Inscrutable His ways are, and immune
To catechism by a mind too strewn
With petty cares to slightly understand
What awful brains compels His awful hand.
Yet do I marvel at this curious thing:
To make a poet black, and bid him sing!
“Yet Do I Marvel” by Countee Cullen
The place and history of Black people in the United States is quite a rich and accomplished journey of survival and a display of brilliance. Against all odds, we are the arbiters and contributors to America’s culture while always outside of the society and enduring never-ending suppression and oppression.
Yet we have displayed miraculous and inspiring creativity, tenacity in all fields of endeavor. We have changed sports, music, politics, medicine, law, health, religion and any other field that you can think of.
From here our culture has been exported all over the world with Africa and the African Diaspora shaped by who we are, what we say, what we wear, how we think and what we do.
Our rise into Black consciousness touched and fed identity and resistance in Africa as far back as the Marcus Garvey movement of the 1920s and the anti-apartheid struggle in South Africa. When the militant Black Panther Party arose similar movements and chapters spread around the Black World.
The Nation of Islam and the Teachings of the Honorable Elijah Muhammad and his top student and servant, the Honorable Minister Louis Farrakhan, have spread and spawned followers around the globe. Even in the darkest of times, we have offered light, life and power to the entire planet.
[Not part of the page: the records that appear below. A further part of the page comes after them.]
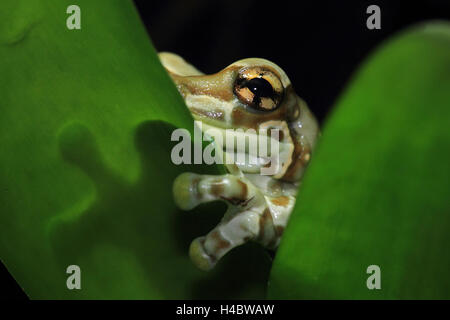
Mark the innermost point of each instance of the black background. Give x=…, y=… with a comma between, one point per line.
x=318, y=43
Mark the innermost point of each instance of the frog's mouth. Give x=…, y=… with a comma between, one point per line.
x=267, y=150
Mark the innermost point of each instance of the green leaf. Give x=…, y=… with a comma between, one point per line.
x=377, y=190
x=85, y=171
Instead of becoming embittered and sour, we have offered humor, style and optimism to the world. We have stayed compassionate. We remain giving. We remain proud. We have displayed greatness.
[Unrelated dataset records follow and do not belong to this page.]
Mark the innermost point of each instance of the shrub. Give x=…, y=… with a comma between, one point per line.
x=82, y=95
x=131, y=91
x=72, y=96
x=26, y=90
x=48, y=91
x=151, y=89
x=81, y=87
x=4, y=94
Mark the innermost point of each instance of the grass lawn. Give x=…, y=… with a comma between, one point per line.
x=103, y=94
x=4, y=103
What flows from the souls of Black folk has helped heal and has moved the peoples of the earth. We are unlike any other people as our oppression has not fully destroyed our gifts and we keep producing that which the world embraces, even if we are often not embraced.
That doesn’t stop us from continuing to move forward and staying in a struggle that would have broken others but has not kept us from shining.
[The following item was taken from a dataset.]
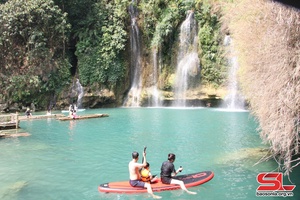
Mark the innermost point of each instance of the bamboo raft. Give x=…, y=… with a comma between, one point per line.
x=68, y=118
x=41, y=116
The quality of our hearts has been shaped in such a way that we don’t seek to do the evil done to us. We have a special heart that feels for the suffering and the plight of others. Our grandmothers and mothers always had something to spare for someone—a meal, a place to stay, a kind word, a prayer—when we had nothing.
Our fathers, grandfathers and uncles extended their hands, their wisdom and their love to those who were abandoned, whether blood relations or not. Black teachers and neighborhood “Big Mommas” and “Big Misters” refused to give up on our children when others said there was no hope.
And we prevailed.
Still, it makes you wonder, what would we be if we fully knew ourselves, our true history as the Original People and Cream of the Planet Earth? What would we be if we existed and enjoyed full and complete freedom, justice and equality? What we have displayed in our sojourn in a strange land under a strange people is just a sign of all that is within us.
So, in these trying times, don’t worry. One day we will live in that reality and it’s not too far off.